Com as drogas encontradas, todos foram algemados e levados até a agência de imigração. “Colheram todas as informações e levaram os brasileiros de volta à fronteira do México, alegando que se eles voltassem aos Estados Unidos seriam presos por crime federal. A família usou o resto do dinheiro que ainda tinha para pegar um transporte até a Cidade do México e, de lá, voltaram ao Brasil”, declara o advogado.

“Esse foi um pouco do inferno que passamos. Voltamos para o Brasil e hoje estamos em uma situação muito pior do que antes. Perdemos todo o nosso dinheiro, reservas e ainda causamos um trauma enorme em nossos filhos. Me arrependo amargamente do dia que tive essa infeliz ideia de tentar entrar ilegalmente nos Estados Unidos”, finaliza a brasileira em sua carta.
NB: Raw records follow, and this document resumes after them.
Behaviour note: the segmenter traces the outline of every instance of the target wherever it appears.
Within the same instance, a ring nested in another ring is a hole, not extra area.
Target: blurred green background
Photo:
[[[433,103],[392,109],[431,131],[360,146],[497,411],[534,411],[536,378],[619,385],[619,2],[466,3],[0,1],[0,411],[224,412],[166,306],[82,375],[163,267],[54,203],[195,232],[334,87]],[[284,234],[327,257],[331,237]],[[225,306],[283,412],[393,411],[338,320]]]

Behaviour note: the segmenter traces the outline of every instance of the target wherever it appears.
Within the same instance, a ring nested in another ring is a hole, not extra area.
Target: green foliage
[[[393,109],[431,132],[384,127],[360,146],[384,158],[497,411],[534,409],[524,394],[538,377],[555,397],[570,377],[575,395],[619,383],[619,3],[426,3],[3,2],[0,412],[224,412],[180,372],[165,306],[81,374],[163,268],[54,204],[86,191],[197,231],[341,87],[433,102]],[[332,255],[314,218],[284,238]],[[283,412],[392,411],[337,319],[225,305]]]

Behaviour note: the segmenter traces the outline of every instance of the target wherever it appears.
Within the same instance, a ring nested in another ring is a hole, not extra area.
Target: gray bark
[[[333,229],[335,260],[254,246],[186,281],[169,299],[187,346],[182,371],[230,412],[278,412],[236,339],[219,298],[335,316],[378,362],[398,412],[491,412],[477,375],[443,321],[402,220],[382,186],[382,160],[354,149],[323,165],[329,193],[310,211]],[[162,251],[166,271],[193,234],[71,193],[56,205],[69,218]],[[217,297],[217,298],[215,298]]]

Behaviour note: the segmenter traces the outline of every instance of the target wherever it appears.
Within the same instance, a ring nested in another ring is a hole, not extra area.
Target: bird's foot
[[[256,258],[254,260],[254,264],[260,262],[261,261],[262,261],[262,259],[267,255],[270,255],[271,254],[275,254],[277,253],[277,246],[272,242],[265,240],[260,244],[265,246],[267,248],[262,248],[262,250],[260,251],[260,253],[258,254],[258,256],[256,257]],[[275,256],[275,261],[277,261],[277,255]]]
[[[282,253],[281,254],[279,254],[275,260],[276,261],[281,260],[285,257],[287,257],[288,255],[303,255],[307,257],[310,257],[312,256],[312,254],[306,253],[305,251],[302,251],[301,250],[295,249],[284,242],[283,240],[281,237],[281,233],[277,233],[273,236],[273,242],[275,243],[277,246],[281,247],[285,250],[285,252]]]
Para Toledo, esse relato é reflexo das constantes incertezas geradas pelas crises do Brasil, mas reforça a importância de um processo realizado de forma legal para uma entrada sem dores de cabeça nos EUA. “Eu imagino que o Brasil esteja enfrentando uma situação extremamente difícil, mas algumas escolhas podem impactar a vida das pessoas de uma forma gigantesca. Essa família, por exemplo, perdeu todos os seus bens, sofreram diversos traumas e terão que reconstruir suas vidas do zero. Se a intenção é morar nos Estados Unidos, converse com um advogado de imigração e solicite um visto da maneira correta, evitando problemas que podem ser irreversíveis no futuro”, finaliza.